Today's gospel, the healing of the man among the tombs, touches one of the most difficult topics we deal with as people of faith. Once more we find that what our church actually teaches is the middle point between the tow extremes.
In the time of Jesus most mental and some physically illnesses such as epilepsy were understood solely as signs of demonic possession. Jesus did not step into that world and introduce 20th century psychologically, but responded in the idiom of the people.
Jump to the late 20th century, and we get the other extreme, those who want to reduce every problem to some form of mental illness or medical condition. Witness our own story from VA Beach of the young man whose suicide has brought the over diagnosis of ADHD and the drugs associated with it into the national consciousness. A pill is not the answer for every problem.
Both extremes, as extremism usually does, lead to the false dilemma. The first century was wrong, and much of the 21st century is wrong.
The Catholic Church in dealing with the human person recognizes that there are three aspects to every person: body, mind, and soul. Like most good scientists, the Church would have us look to the simplest answer first.

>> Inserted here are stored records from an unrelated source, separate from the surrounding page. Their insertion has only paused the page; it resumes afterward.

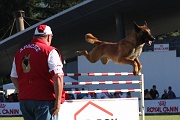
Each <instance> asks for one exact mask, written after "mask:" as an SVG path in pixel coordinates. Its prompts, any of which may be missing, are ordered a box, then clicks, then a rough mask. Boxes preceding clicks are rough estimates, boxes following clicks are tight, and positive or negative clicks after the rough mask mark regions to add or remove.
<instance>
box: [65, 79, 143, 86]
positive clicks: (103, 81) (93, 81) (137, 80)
mask: <svg viewBox="0 0 180 120" xmlns="http://www.w3.org/2000/svg"><path fill="white" fill-rule="evenodd" d="M141 83H142V81H141V80H137V81H88V82H64V85H103V84H104V85H106V84H141Z"/></svg>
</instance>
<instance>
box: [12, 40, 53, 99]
mask: <svg viewBox="0 0 180 120" xmlns="http://www.w3.org/2000/svg"><path fill="white" fill-rule="evenodd" d="M53 49H55V48H54V47H52V46H48V45H47V44H46V43H45V42H44V41H43V40H41V39H39V38H35V39H33V40H32V41H31V43H30V44H27V45H25V46H24V47H22V48H21V49H20V50H19V51H18V52H17V53H16V55H15V64H16V71H17V75H18V88H19V94H18V97H19V100H55V92H54V81H53V79H52V75H51V74H50V73H49V67H48V62H47V61H48V55H49V53H50V52H51V51H52V50H53Z"/></svg>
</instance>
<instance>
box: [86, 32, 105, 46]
mask: <svg viewBox="0 0 180 120" xmlns="http://www.w3.org/2000/svg"><path fill="white" fill-rule="evenodd" d="M85 40H86V41H87V42H89V43H91V44H95V45H99V44H101V43H102V41H100V40H98V39H97V38H96V37H94V36H93V35H92V34H91V33H87V34H86V35H85Z"/></svg>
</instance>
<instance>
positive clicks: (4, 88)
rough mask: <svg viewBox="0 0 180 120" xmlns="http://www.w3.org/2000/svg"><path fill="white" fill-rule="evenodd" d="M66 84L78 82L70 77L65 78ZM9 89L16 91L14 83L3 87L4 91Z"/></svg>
mask: <svg viewBox="0 0 180 120" xmlns="http://www.w3.org/2000/svg"><path fill="white" fill-rule="evenodd" d="M64 82H77V80H75V79H73V78H71V77H69V76H64ZM67 87H68V86H67ZM7 89H15V86H14V84H13V83H9V84H4V85H3V90H7Z"/></svg>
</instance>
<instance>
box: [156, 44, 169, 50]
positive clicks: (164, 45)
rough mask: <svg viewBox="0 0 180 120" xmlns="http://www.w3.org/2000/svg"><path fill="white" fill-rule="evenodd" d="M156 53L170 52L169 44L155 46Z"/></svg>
mask: <svg viewBox="0 0 180 120" xmlns="http://www.w3.org/2000/svg"><path fill="white" fill-rule="evenodd" d="M154 51H169V44H154Z"/></svg>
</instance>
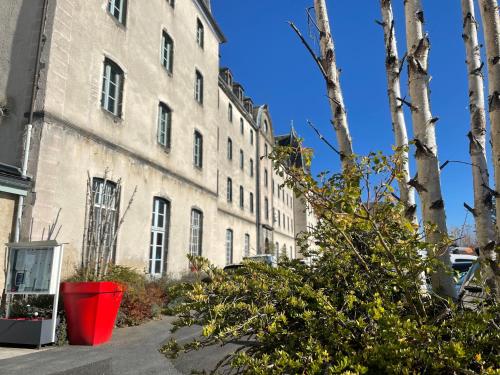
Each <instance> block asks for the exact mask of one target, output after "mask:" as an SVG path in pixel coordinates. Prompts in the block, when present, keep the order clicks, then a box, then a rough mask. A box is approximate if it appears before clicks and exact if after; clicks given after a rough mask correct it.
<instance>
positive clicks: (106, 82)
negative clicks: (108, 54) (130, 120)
mask: <svg viewBox="0 0 500 375" xmlns="http://www.w3.org/2000/svg"><path fill="white" fill-rule="evenodd" d="M123 78H124V74H123V70H121V69H120V67H119V66H118V65H116V64H115V63H114V62H113V61H111V60H109V59H105V60H104V75H103V77H102V96H101V106H102V108H104V109H105V110H106V111H108V112H110V113H112V114H113V115H115V116H117V117H121V115H122V96H123V95H122V94H123Z"/></svg>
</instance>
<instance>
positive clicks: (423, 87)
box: [404, 0, 455, 296]
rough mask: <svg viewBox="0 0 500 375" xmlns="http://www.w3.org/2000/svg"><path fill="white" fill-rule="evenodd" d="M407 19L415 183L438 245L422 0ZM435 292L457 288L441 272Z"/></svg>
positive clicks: (440, 192)
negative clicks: (423, 25) (414, 146)
mask: <svg viewBox="0 0 500 375" xmlns="http://www.w3.org/2000/svg"><path fill="white" fill-rule="evenodd" d="M404 7H405V18H406V42H407V51H408V74H409V91H410V96H411V100H412V111H411V113H412V120H413V134H414V137H415V139H414V141H415V146H416V149H417V150H416V153H415V158H416V162H417V181H414V182H413V185H414V186H415V187H416V189H417V191H418V193H419V195H420V200H421V206H422V219H423V221H424V223H425V224H432V225H433V226H434V227H433V229H429V228H428V227H427V231H426V237H427V241H428V242H430V243H432V244H438V243H440V241H441V240H442V239H443V238H444V237H445V236H447V233H448V231H447V227H446V215H445V211H444V202H443V199H442V195H441V182H440V170H439V162H438V156H437V155H438V150H437V144H436V134H435V128H434V127H435V123H436V121H437V119H435V118H433V117H432V114H431V109H430V99H429V87H428V86H429V80H430V78H429V74H428V57H429V47H430V43H429V39H428V37H427V35H425V34H424V31H423V23H424V13H423V8H422V4H421V0H406V1H405V2H404ZM437 255H438V256H439V258H440V259H441V260H442V261H443V262H444V263H445V264H446V265H448V266H450V265H451V263H450V255H449V252H448V250H447V249H446V248H444V249H439V250H438V254H437ZM431 277H432V286H433V289H434V291H436V292H437V293H439V294H442V295H445V296H454V295H455V288H454V283H453V280H452V278H451V276H449V275H447V274H446V273H445V272H442V271H441V272H438V273H436V274H433V275H432V276H431Z"/></svg>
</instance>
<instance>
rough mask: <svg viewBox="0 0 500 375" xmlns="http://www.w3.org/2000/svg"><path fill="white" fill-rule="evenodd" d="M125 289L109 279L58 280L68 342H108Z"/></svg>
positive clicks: (102, 342)
mask: <svg viewBox="0 0 500 375" xmlns="http://www.w3.org/2000/svg"><path fill="white" fill-rule="evenodd" d="M124 290H125V286H124V285H122V284H119V283H115V282H111V281H99V282H80V283H61V294H62V296H63V301H64V310H65V311H66V322H67V328H68V338H69V343H70V344H71V345H99V344H103V343H105V342H107V341H109V339H110V338H111V335H112V333H113V327H114V325H115V322H116V315H117V314H118V309H119V308H120V302H121V300H122V296H123V292H124Z"/></svg>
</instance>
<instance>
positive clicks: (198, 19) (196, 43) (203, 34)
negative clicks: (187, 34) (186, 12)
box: [196, 18, 205, 49]
mask: <svg viewBox="0 0 500 375" xmlns="http://www.w3.org/2000/svg"><path fill="white" fill-rule="evenodd" d="M196 44H198V46H199V47H200V48H201V49H203V48H204V47H205V26H203V23H202V22H201V20H200V19H199V18H197V19H196Z"/></svg>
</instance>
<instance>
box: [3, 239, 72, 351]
mask: <svg viewBox="0 0 500 375" xmlns="http://www.w3.org/2000/svg"><path fill="white" fill-rule="evenodd" d="M7 249H8V252H7V254H8V258H7V279H6V287H5V292H6V293H7V295H15V294H22V295H30V294H38V295H44V294H45V295H51V296H52V297H53V303H52V316H51V318H50V319H48V318H41V317H38V316H27V317H24V318H14V319H9V311H10V301H11V298H8V299H7V303H6V314H5V318H2V317H0V343H2V344H9V345H18V344H19V345H35V346H37V347H41V345H45V344H49V343H53V342H54V341H55V331H56V324H57V304H58V300H59V280H60V277H61V263H62V255H63V246H62V245H61V244H59V243H57V242H56V241H40V242H25V243H19V242H18V243H9V244H7Z"/></svg>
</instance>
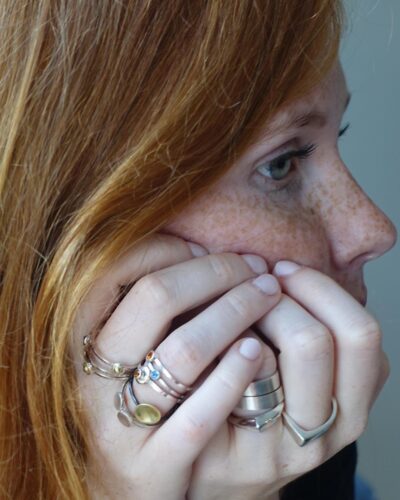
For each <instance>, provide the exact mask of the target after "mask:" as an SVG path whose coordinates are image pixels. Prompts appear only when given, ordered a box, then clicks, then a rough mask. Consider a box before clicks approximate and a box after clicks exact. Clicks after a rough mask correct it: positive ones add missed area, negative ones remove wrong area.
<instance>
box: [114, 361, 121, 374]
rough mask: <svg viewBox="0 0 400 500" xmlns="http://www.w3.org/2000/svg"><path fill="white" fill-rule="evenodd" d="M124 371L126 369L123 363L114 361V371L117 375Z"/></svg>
mask: <svg viewBox="0 0 400 500" xmlns="http://www.w3.org/2000/svg"><path fill="white" fill-rule="evenodd" d="M123 371H124V369H123V368H122V365H121V363H114V364H113V372H114V373H115V374H116V375H121V373H122V372H123Z"/></svg>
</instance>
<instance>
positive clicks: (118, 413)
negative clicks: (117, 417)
mask: <svg viewBox="0 0 400 500" xmlns="http://www.w3.org/2000/svg"><path fill="white" fill-rule="evenodd" d="M132 382H133V378H132V377H130V378H129V379H128V380H126V382H125V383H124V385H123V387H122V390H121V392H117V393H116V394H115V396H114V406H115V408H116V409H117V411H118V413H117V417H118V420H119V421H120V422H121V424H123V425H125V426H126V427H131V425H132V424H134V425H137V426H139V427H156V426H158V425H161V424H162V422H164V421H165V420H166V419H167V418H169V417H170V416H171V415H172V413H174V411H175V410H176V409H177V407H178V406H179V404H176V405H175V406H174V407H173V408H171V410H170V411H169V412H168V413H166V414H165V415H164V416H162V415H161V412H160V410H159V409H158V408H157V407H156V406H155V405H152V404H149V403H139V401H138V399H137V397H136V395H135V392H134V390H133V383H132Z"/></svg>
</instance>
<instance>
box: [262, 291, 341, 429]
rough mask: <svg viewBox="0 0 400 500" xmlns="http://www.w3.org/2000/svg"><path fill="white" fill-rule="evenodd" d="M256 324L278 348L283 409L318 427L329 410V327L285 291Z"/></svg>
mask: <svg viewBox="0 0 400 500" xmlns="http://www.w3.org/2000/svg"><path fill="white" fill-rule="evenodd" d="M257 327H258V328H259V329H260V331H261V332H262V333H263V334H264V335H265V336H266V337H267V338H268V339H269V340H270V341H271V342H272V343H273V344H274V345H275V346H276V347H277V348H278V349H279V350H280V354H279V358H278V360H279V371H280V375H281V381H282V385H283V387H284V391H285V409H286V411H287V413H288V414H289V415H290V416H291V417H292V418H294V420H295V421H296V422H297V423H298V424H299V425H301V426H302V427H304V428H306V429H313V428H315V427H318V426H319V425H321V423H323V422H324V421H325V420H326V419H327V418H328V417H329V415H330V413H331V397H332V390H333V377H334V353H333V339H332V336H331V334H330V332H329V330H328V329H327V328H326V327H325V326H324V325H322V323H320V322H319V321H318V320H316V319H315V318H314V317H313V316H312V315H311V314H310V313H309V312H307V311H306V310H305V309H304V308H303V307H302V306H300V305H299V304H298V303H297V302H295V301H294V300H293V299H291V298H290V297H288V296H287V295H282V298H281V300H280V302H279V304H278V305H277V306H276V307H275V308H274V309H272V310H271V311H270V312H269V313H268V314H267V315H265V316H263V317H262V318H261V319H260V320H259V321H258V322H257Z"/></svg>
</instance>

Do we still have a rite of major exorcism? Yes. But, it is only to be used by those priests, specifically chosen and trained for this ministry. Additionally, the Church teaches that before it is employed, medical and psychological avenues should first be explored to explain the situation in question. Your first thought, when someone is experiencing auditory hallucinations, should not be "The devil did it."
There are those situations where we do believe that we can dealing with what might be call spiritual illness. If we accept that the human being has a soul how can we reasonably dismiss that aspect of the person in dealing with their overall well-being. In this I would argue the Church takes the most liberal, broad-minded position, and those who would accept only the medical or psychological are the narrow minded.
As always it is a matter of balance.